While it may not compare to the closed, corporate "frontier" models that are running each query on racks upon racks of servers worth millions of dollars in a corporate data center, it's not clear to me that's a reasonable comparison. Mistral is actually one of my personal favorite models and it has nothing to do with being French (although that is a huge bonus, it doesn't really contribute to my method of scoring and ranking of different models). It's simply more reliable and consistent than a lot of the other open-weight models, it follows directions well and has good task comprehension. Even with abliteration (guardrail removal) it doesn't generally have weird artifacts and it uses diverse, clear and reasonable language in its responses. It also handles Markdown really nicely in a very consistent way without needing guidance. To me, these are more important properties than simply "containing the most recent training data" or how many agents it has. At the end of the day I'm going to judge a model based on its output more than how it gets there and it turns out you don't need all the latest whiz-bang features to get acceptable output depending on what exactly you're doing with it.
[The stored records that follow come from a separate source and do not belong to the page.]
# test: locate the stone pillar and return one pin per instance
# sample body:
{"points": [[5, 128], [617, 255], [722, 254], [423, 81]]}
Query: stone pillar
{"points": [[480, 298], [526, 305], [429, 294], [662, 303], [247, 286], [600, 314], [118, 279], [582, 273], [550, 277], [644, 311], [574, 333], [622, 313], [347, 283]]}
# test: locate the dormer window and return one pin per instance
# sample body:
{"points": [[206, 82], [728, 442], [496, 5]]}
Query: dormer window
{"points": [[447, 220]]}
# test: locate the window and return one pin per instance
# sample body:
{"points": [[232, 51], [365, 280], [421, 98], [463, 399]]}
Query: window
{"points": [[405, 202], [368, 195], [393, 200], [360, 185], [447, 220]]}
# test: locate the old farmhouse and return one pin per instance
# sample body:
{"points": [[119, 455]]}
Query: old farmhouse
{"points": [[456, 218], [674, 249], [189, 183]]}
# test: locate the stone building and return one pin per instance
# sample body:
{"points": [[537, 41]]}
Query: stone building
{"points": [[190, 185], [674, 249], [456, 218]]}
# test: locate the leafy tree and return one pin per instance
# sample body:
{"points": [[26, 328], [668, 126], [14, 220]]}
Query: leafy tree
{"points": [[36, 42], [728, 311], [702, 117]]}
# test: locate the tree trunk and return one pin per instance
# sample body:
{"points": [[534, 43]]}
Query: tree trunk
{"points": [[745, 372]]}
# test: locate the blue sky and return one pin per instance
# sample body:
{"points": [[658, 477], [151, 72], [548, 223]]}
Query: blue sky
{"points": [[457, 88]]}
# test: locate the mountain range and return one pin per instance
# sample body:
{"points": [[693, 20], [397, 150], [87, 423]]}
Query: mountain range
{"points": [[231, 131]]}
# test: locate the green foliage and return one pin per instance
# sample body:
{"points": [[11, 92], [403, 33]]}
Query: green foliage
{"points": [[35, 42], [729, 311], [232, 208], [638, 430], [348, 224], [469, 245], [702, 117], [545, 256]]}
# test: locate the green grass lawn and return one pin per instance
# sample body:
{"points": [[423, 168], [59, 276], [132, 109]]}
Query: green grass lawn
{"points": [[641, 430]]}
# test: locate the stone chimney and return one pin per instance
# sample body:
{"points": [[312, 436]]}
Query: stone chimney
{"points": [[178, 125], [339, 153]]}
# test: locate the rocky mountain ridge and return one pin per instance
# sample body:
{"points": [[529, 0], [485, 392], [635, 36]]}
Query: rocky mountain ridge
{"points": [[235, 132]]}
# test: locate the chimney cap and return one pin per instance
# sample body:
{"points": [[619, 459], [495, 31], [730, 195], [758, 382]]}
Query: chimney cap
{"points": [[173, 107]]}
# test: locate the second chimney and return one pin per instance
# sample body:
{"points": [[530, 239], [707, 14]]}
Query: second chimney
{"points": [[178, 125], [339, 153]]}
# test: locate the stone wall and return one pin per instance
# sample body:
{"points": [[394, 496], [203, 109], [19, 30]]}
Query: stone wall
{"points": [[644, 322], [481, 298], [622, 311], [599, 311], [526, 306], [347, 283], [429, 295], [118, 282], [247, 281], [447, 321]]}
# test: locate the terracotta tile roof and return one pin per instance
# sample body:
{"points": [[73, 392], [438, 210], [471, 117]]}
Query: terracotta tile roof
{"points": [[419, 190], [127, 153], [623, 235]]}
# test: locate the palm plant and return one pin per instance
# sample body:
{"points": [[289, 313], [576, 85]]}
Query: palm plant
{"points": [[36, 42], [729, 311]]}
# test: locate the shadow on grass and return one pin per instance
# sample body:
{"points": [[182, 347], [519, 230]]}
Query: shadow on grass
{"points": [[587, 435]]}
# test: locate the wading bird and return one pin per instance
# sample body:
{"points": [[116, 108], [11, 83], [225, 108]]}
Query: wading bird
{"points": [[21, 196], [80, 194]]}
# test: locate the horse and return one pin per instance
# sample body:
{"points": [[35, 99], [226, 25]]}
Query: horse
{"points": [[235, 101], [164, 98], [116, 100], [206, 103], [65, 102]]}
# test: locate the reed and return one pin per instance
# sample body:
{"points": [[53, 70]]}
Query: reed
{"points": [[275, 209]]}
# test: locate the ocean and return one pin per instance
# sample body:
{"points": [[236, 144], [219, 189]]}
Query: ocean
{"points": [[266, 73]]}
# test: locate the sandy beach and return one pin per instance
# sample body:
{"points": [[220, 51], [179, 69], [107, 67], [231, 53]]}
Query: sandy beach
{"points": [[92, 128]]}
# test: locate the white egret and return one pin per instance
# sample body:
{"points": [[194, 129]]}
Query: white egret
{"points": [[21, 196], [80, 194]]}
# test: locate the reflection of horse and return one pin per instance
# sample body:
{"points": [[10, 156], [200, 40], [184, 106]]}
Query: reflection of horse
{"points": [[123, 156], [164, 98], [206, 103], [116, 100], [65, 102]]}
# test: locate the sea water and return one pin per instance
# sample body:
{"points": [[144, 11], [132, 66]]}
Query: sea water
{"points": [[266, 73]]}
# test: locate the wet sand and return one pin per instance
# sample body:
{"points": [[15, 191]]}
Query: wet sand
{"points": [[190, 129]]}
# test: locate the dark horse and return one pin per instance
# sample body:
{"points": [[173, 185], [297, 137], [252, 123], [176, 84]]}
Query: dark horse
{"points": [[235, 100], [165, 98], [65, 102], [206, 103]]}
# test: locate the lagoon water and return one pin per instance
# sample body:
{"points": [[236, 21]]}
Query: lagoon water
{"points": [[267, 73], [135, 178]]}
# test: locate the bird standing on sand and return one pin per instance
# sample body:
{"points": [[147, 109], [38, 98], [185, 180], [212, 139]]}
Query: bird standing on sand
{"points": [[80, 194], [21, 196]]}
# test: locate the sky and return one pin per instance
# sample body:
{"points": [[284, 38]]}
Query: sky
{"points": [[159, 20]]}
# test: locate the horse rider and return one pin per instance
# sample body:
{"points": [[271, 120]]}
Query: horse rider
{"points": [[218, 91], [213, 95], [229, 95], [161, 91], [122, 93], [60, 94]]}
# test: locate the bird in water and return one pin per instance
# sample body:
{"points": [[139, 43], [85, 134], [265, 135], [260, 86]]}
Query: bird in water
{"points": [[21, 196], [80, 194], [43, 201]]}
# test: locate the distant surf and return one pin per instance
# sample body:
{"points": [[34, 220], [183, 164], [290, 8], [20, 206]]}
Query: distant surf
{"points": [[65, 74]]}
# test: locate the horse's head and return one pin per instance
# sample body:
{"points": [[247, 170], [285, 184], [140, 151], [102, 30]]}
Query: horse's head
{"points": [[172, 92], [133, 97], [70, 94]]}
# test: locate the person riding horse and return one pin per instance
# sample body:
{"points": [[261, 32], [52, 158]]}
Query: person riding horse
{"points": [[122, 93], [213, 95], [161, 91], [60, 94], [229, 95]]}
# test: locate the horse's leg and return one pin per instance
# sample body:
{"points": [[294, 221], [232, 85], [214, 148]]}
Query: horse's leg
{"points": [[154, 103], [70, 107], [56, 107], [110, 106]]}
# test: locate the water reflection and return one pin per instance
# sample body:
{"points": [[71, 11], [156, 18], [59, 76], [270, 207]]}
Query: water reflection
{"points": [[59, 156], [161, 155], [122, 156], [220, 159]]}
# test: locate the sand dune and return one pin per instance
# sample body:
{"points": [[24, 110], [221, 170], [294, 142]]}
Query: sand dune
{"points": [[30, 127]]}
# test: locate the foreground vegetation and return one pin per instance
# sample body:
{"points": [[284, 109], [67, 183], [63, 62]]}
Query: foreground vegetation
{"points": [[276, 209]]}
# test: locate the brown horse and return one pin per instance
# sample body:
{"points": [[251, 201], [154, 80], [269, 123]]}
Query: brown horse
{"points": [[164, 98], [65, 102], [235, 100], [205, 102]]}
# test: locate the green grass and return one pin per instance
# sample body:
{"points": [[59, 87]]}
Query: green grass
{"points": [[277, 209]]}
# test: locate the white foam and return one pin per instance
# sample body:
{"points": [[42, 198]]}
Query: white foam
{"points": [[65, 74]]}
It may not be as technically impressive as even the latest greatest open-weight models like Qwen, but it's still a great model whether it's French or not, and I would still use it just as often as I already do even if it were Chinese or North Korean or Russian I don't care, all that matters is that it's open-weight, runs with reasonable hardware requirements, is flexible in how it can be used, and produces good output. Mistral ticks all the boxes.
Oh god no, the reason I use TUI is to get away from all this graphical rendering shit. What's wrong with ASCII art? If your TUI is too much for even bloated Unicode to handle, you've probably already wandered into the lands of the GUI and you should probably just be honest with yourself and stay there.